Stop! Don't buy another audio CD until you have read the rest of this column. Windows software is making big changes in the way we buy, store, and play back music in our offices and homes.
The force behind this change is a music compression standard known as MP3. With the growth of the Internet, musicians around the world who don't have a contract with a recording label are converting their best tunes to the digital MP3 format and distributing them free as a method of promotion.
Thousands of such songs are now available on the Web. Anyone can play these selections on any multimedia computer equipped with speakers and software, such as the Microsoft Media Player that comes with Windows 98.
This underground music movement might have remained unknown to most consumers if it weren't for a lawsuit filed by the Recording Industry Association of America (RIAA). The suit, filed against California-based Diamond Multimedia, was an attempt to stop Diamond from distributing a $US200 pager-size MP3 player called Rio. Using a parallel port adapter (with a pass-through for a printer), you download MP3 files from a PC into Rio's memory. The device plays an hour or two of music through headphones or speakers. It's the ultimate in portable music enjoyment.
As I write this, the RIAA suit had been denied in a federal court in California. The RIAA has appealed, but it appears that MP3 music is an unstoppable force that will shape our listening habits for years to come. Even if the RIAA suit is successful, Diamond would have to pay only a 2 per cent royalty on all Rio devices and add anti-copying circuitry to discourage piracy of copyrighted songs. A small increment of 2 per cent wouldn't seem to significantly harm Rio's market.
Special Windows software bundled with Rio units is a major factor in MP3's popularity. MusicMatch Jukebox, priced at $US29.99, is a shareware program that enables users to convert tracks from any audio CD into the MP3 format. Once you've converted your audio CD collection, you can use Jukebox to play songs in any specified order (or random order) on your multimedia PC. Or you can download the songs you want to your Rio and go anywhere with them.
I recently interviewed the owners of MusicMatch, husband and wife Dennis Mudd and Pamela Evans. They see an explosion of new music that multimedia PCs have made available. Their Web site (http://www.music match.com) is a haven for international musicians who have contributed one or more songs in exchange for the ability to sell their home-grown CDs through MusicMatch.
The "fair use" provisions of copyright law allow any buyer of copyrighted music or other media to make a copy for his or her own personal use.
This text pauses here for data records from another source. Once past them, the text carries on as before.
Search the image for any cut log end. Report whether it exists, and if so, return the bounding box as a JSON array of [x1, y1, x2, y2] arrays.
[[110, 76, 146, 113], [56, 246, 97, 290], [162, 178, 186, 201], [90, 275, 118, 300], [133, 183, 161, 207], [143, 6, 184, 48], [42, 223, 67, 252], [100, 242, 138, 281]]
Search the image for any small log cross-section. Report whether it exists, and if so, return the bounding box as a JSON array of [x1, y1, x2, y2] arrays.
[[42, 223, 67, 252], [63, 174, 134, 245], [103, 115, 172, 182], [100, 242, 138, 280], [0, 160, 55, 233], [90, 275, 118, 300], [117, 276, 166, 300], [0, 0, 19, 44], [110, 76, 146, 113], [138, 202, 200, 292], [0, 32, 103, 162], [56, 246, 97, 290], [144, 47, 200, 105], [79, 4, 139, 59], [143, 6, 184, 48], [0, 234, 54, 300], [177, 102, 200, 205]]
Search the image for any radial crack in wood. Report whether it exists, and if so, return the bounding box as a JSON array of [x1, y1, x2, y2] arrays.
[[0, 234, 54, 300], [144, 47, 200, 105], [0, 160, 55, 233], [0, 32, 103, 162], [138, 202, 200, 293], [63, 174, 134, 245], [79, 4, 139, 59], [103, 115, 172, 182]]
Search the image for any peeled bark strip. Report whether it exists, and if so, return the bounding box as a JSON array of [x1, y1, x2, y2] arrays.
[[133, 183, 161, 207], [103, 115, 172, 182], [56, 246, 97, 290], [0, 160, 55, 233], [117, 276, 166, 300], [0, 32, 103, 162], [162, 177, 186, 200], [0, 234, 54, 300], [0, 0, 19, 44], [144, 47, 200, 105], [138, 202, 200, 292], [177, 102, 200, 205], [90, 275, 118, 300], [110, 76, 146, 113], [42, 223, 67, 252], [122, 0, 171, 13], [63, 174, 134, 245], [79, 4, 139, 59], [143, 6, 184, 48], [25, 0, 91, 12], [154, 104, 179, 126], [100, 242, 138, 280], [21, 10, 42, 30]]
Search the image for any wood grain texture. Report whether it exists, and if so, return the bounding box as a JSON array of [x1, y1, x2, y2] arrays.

For example, you can copy a chapter of a book to read on the bus. But what about sharing songs with others who aren't buyers of the original CD? Many of the songs found on "pirate" Web sites are pure copyright violations.
Mudd and Evans say pirate sites are quickly shut down by music-industry lawyers - and in any event there's plenty of good music to choose from that bands want you to share.
Soon, all music, books, movies, and TV shows will be distributed this way - so we might as well get good at it.